Brigit's Flame: October Week 2 ("navel")
Oct. 15th, 2009 10:59 pm![[personal profile]](https://www.dreamwidth.org/img/silk/identity/user.png)
“Nothing is at last sacred but the integrity of your own mind.” (Ralph Waldo Emerson)
What would make this navel any different from the ones nobody wants to see?
Some sassy in-your-face rant?
A heap of peeling sticky notes?
A little brown girl and a little white boy playing with bugs in the dirt, running like wolves and roaring into the sky?
Belly button lint in the form of post-its, spilling out over the desk, collecting gunk in the bottom of my purse, stuck together like the layers of an onion.
The pain and confusion of not being able to trust your own mind. Of having your muse get a sudden case of stage fright in the one moment she needs to sing loud and clear. Of curling up beside your patient lover, pen in hand, and when he leans down to nibble your arm, shrieking and hitting him. Freezing in terror at what you've done. Trying to explain in your best calm voice, through helpless tears, “No, no, it's okay. I didn't mean to hurt you.” Words failing. Hurt recoiling. I'm just trying to teach myself it's okay to come out and play.
I'll count on the stickies instead. Gather them into an unceremonious pile and meticulously peel them apart one by one:
People who live in glass houses shouldn't walk around naked.
People who want to look tough shouldn't pretend to be dragons.
Not even fear. Fear could be fought, faced down with a gaze willing to take the consequences, lasted out like an ocean storm. I could take manual control of the hand with the pen and force it to scrawl words on the page, any words, freewriting until the spell broke. But this is not fear, it is nothing....
The internet is a fishbowl full of navels. Little fleshy bundles floating in a magnifying sea, trailing bits of umbilical cord. Some haven't been washed in years. Some are pierced. Some sag in tattooed rolls of postpartum fat. Stare at yours long enough and everyone else will stare too.
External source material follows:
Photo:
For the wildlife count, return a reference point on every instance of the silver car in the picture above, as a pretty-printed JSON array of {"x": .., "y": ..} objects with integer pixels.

People who live in internet fishbowls shouldn't walk around naked.
no subject
Date: 2009-10-29 05:41 pm (UTC)I've gone off on people before for writing directionless imagery stuff like this... there was a guy in my intro to fiction class in college who wrote this very convoluted, rambly thing that was half drug high and half explicit sex scenes, as if he meant to shock the audience into thinking his random hallucinations were sacred metaphors for the meaning of life. I wrote a scathing crit and he came to the next class with a story that was actually awesomely good and made complete sense. Now I'm trying to make that transition myself. It's interesting to be on the other side of it.
To be frank, this fear paragraph is weird and I don't get it. What's not fear? What's this "nothing" you're talking about?
Dissociation. The point where an emotion gets so intense that it just kind of blinks out like a computer running out of memory and seg-faulting.
Why these images and not something else? Are these questions to yourself? Then why share them in the form of writing meant to read? How do these connect your thoughts to the reader's feelings?
YES. I think this describes the problem perfectly. I couldn't figure out how to connect to the reader's feelings, because that requires empathy, and empathy works much better when you're not dissociated from your own emotions.